To summarize, in a cross-sectional study of youth with T1D, we show that youth’s BOLUS scores demonstrate greater capacity to explain variance in HbA1c than youth’s modified SCI total scores. Therefore, for research and clinical implications, we conclude that the BOLUS is likely a more accurate measure of T1D engagement than the modified SCI and a tool that researchers and providers should consider using going forward. Furthermore, we recommend that researchers conduct a follow-up study to confirm our study results in a large racially heterogeneous sample of youth with T1D and consider a longitudinal, prospective study to compare the stability of the associations between youth’s HbA1c levels with their SCI total score or BOLUS score.
Footnotes
Abbreviations
CGM, continuous glucose monitor; BOLUS, Mealtime Insulin Bolus Score; HbA1c, glycated hemoglobin; SCI, Self-Care Inventory; T1D, type 1 diabetes.

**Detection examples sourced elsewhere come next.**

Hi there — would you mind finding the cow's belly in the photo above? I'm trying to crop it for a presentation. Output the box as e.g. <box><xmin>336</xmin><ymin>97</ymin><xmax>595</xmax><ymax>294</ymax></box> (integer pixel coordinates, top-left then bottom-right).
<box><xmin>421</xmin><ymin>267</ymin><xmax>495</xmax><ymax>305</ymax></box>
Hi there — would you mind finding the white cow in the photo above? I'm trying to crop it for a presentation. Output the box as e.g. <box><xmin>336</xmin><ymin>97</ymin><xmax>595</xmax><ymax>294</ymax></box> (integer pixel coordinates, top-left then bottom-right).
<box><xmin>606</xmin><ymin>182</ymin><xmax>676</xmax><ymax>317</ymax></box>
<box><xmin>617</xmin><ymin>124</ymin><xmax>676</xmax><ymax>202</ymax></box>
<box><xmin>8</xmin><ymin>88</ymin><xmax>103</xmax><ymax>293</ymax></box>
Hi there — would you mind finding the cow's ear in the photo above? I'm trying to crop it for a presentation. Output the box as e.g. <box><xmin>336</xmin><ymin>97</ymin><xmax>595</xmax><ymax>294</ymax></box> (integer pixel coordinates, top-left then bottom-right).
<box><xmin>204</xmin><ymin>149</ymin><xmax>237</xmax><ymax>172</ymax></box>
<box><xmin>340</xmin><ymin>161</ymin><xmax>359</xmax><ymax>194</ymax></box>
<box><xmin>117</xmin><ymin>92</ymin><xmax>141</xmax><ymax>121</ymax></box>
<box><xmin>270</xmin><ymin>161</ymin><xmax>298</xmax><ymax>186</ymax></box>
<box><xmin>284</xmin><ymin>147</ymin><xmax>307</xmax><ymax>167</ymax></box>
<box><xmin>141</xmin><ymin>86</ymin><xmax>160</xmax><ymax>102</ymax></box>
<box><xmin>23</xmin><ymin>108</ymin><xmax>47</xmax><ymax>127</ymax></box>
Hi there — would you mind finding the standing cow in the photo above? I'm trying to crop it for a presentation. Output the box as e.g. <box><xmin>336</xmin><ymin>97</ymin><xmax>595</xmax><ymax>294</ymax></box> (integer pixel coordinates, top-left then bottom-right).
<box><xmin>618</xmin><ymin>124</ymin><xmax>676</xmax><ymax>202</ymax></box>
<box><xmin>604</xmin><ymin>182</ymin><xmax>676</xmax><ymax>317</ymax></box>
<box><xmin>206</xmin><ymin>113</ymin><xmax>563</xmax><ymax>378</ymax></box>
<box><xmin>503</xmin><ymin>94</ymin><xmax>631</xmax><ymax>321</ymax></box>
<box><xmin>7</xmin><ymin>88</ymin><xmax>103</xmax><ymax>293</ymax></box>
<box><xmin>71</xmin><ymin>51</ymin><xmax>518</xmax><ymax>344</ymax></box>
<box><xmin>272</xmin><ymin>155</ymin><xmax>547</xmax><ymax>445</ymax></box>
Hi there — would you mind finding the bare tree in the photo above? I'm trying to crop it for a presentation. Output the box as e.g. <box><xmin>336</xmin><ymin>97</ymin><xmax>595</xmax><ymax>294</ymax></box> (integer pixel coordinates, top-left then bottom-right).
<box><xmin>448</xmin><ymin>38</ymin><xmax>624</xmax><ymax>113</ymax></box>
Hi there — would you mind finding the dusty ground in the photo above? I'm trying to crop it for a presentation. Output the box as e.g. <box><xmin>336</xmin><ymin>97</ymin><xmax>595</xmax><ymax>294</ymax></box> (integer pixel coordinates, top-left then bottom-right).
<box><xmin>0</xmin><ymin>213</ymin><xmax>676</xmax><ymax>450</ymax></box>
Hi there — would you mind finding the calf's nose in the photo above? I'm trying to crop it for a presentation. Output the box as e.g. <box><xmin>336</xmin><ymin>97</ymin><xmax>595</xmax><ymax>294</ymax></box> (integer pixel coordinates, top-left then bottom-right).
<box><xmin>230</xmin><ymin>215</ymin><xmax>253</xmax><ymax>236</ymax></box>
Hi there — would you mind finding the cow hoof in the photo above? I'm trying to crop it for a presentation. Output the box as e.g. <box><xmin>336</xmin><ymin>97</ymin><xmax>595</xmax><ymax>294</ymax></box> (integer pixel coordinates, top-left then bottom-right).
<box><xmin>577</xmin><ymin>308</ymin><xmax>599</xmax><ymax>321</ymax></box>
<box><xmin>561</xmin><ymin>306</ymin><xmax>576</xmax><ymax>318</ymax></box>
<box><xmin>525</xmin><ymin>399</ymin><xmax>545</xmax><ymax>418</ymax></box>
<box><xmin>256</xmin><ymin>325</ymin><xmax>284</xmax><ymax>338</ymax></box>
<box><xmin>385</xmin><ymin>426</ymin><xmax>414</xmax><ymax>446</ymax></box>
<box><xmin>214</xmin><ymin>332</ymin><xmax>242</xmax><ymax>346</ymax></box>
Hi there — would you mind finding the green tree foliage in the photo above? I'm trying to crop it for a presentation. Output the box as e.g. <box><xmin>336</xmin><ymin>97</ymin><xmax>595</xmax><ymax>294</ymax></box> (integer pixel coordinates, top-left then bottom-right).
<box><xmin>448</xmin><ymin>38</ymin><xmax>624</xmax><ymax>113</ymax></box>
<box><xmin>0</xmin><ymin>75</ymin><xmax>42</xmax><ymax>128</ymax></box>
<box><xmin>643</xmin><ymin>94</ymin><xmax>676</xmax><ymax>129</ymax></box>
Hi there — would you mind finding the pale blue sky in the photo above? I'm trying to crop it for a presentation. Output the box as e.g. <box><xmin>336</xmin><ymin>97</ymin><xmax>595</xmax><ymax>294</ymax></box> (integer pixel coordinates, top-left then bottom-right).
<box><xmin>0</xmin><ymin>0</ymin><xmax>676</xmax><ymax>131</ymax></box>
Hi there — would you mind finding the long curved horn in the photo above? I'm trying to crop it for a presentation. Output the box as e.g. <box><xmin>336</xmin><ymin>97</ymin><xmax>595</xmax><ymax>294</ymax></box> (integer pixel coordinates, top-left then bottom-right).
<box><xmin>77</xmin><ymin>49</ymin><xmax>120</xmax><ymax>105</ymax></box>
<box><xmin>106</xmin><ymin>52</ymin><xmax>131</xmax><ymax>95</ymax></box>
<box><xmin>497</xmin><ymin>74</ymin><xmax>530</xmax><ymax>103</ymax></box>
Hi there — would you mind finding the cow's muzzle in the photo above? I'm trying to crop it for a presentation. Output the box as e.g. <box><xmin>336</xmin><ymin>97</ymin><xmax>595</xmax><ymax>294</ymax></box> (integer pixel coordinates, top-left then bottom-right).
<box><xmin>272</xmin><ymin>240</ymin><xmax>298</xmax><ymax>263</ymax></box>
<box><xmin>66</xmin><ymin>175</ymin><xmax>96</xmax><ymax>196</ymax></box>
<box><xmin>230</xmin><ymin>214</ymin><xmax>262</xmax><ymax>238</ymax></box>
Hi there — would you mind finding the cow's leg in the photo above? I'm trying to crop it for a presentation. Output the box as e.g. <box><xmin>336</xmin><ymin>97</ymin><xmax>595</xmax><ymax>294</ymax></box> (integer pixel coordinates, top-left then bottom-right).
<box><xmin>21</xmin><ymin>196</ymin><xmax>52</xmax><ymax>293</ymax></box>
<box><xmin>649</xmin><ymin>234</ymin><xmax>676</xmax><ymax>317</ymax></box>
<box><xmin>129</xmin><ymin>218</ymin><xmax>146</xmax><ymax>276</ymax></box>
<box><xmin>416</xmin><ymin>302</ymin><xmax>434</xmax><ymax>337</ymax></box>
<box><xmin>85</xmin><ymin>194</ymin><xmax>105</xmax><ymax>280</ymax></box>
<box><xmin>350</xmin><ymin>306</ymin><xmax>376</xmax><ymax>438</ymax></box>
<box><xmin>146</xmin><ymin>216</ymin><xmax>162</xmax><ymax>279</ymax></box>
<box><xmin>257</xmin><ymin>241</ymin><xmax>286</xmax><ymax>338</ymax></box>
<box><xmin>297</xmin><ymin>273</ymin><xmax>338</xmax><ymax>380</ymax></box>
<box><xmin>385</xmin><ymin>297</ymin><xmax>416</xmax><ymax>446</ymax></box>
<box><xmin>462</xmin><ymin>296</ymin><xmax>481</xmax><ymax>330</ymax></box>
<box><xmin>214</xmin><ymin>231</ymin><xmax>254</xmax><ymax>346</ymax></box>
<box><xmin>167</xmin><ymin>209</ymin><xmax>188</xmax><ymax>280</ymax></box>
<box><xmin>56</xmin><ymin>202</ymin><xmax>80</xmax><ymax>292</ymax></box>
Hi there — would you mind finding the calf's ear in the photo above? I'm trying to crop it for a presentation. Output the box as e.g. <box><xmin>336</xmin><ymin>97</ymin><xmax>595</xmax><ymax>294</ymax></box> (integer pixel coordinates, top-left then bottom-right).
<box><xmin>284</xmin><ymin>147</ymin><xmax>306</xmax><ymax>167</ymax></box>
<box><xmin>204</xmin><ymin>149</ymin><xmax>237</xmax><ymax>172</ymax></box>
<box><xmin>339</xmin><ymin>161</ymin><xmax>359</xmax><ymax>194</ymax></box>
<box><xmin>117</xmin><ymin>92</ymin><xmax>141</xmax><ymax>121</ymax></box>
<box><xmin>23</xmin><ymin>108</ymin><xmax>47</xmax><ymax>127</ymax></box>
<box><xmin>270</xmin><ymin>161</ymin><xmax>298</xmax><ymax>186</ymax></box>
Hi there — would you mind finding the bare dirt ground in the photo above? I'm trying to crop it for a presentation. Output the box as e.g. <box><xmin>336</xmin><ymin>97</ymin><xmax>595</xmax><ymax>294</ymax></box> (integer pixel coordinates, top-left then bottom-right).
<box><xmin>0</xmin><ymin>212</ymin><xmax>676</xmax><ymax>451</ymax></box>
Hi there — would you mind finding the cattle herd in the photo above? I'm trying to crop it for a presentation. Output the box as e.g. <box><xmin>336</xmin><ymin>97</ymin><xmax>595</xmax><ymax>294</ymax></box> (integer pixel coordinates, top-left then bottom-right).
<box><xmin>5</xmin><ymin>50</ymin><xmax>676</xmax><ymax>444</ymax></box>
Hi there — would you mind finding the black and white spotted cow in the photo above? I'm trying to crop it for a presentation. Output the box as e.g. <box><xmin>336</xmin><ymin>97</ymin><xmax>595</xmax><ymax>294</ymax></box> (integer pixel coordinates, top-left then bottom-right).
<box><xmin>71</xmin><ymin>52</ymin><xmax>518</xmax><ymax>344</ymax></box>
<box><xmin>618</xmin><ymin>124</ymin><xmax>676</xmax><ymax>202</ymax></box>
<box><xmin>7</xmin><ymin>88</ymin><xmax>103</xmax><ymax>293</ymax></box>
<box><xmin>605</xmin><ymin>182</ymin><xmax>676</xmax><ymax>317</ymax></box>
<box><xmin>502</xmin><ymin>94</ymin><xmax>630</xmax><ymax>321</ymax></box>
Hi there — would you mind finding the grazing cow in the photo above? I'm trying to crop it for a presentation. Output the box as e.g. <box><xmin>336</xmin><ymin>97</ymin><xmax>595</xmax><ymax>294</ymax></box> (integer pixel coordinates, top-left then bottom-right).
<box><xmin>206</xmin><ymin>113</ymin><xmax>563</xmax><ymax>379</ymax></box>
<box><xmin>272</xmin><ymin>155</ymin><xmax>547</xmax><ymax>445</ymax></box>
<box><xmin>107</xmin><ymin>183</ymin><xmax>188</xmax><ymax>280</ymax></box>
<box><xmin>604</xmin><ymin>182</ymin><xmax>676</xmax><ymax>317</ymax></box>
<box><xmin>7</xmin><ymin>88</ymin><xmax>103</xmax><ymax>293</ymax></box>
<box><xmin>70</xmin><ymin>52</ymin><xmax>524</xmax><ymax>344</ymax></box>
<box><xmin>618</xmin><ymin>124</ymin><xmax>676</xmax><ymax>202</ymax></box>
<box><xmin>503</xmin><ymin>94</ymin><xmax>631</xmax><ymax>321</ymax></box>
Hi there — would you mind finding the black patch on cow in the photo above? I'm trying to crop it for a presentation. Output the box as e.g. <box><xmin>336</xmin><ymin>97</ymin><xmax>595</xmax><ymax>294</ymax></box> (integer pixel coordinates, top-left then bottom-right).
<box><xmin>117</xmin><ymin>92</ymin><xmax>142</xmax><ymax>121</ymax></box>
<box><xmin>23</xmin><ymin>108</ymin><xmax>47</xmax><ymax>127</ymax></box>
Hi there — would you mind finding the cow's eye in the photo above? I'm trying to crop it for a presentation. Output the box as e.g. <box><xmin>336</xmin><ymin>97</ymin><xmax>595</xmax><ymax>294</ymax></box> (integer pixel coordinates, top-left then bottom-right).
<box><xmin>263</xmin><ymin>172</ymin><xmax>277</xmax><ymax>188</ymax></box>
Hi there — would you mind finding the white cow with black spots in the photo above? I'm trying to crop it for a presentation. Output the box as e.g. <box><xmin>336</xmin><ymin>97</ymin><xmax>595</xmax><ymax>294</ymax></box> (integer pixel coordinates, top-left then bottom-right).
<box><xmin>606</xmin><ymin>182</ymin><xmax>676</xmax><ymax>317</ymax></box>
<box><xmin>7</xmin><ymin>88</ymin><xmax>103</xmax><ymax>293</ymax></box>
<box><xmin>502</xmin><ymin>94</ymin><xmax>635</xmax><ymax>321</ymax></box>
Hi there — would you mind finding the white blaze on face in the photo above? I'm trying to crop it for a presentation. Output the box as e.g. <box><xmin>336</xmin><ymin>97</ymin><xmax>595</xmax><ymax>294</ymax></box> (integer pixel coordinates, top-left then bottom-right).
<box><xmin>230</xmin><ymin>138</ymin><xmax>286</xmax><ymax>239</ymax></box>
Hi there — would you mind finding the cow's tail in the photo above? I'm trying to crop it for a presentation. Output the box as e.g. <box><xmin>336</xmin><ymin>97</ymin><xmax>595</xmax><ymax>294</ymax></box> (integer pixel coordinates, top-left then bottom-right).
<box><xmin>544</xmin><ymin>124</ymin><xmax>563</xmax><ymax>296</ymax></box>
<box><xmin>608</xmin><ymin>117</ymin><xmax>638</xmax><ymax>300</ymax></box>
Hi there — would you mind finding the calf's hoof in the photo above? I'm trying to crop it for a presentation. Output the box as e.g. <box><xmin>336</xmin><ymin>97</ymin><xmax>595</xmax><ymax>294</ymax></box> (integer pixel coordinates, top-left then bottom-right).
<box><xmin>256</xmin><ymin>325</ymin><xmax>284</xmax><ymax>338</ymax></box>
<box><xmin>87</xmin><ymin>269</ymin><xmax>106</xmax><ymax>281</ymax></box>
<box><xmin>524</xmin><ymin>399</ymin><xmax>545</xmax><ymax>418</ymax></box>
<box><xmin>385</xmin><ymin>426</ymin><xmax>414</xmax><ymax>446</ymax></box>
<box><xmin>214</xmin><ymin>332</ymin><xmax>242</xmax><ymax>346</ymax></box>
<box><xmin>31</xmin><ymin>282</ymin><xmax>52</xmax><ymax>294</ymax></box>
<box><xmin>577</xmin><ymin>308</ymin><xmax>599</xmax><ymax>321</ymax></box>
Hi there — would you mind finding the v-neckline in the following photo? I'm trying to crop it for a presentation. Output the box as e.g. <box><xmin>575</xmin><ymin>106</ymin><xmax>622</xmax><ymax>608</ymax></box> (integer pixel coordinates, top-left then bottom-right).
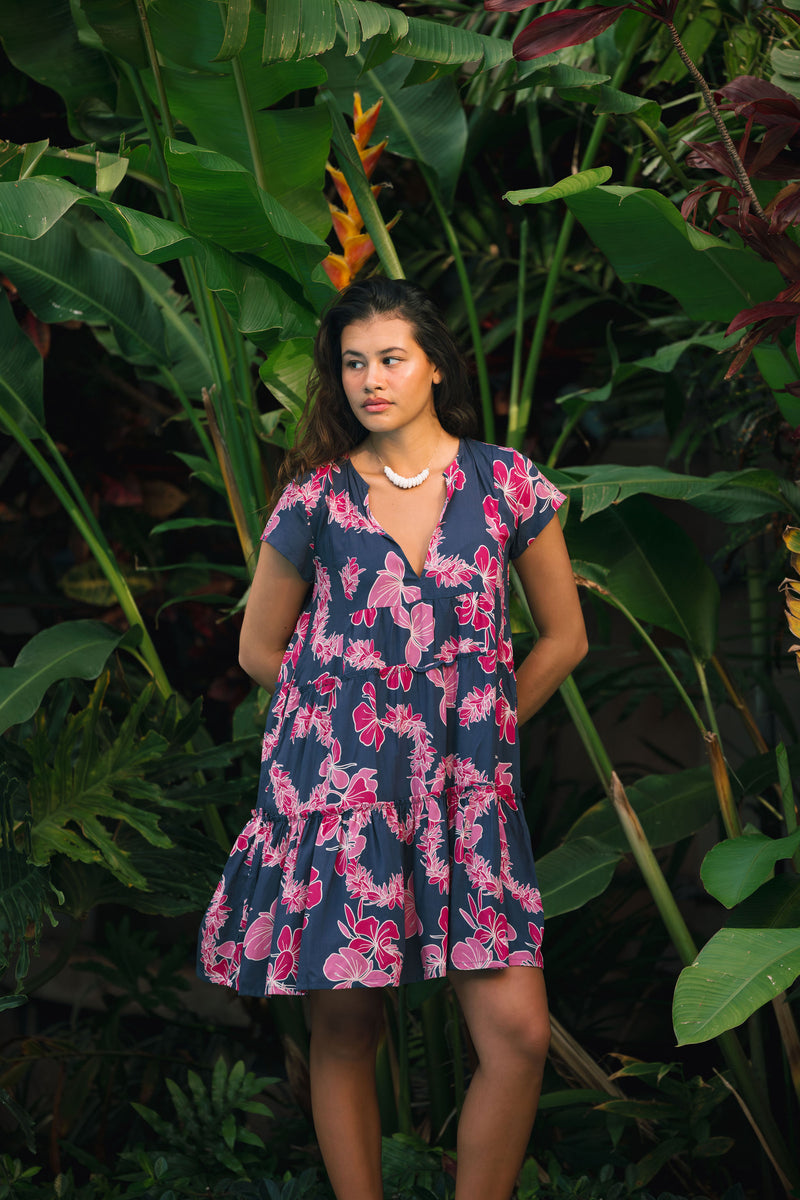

Declaration of Conflicting Interests
The author(s) declared the following potential conflicts of interest with respect to the research, authorship, and/or publication of this article: Dr Mark A. Clements is Chief Medical Officer of Glooko, Inc and has received grants or contracts from Dexcom, Abbott Diabetes Care, National Institutes of Health, JDRF, the Emily Rosebud Foundation, Eli Lilly, Tolerion, and Garmin. Dr Susana R. Patton has received grants from the National Institutes of Health.
Funding
The author(s) received no financial support for the research, authorship, and/or publication of this article.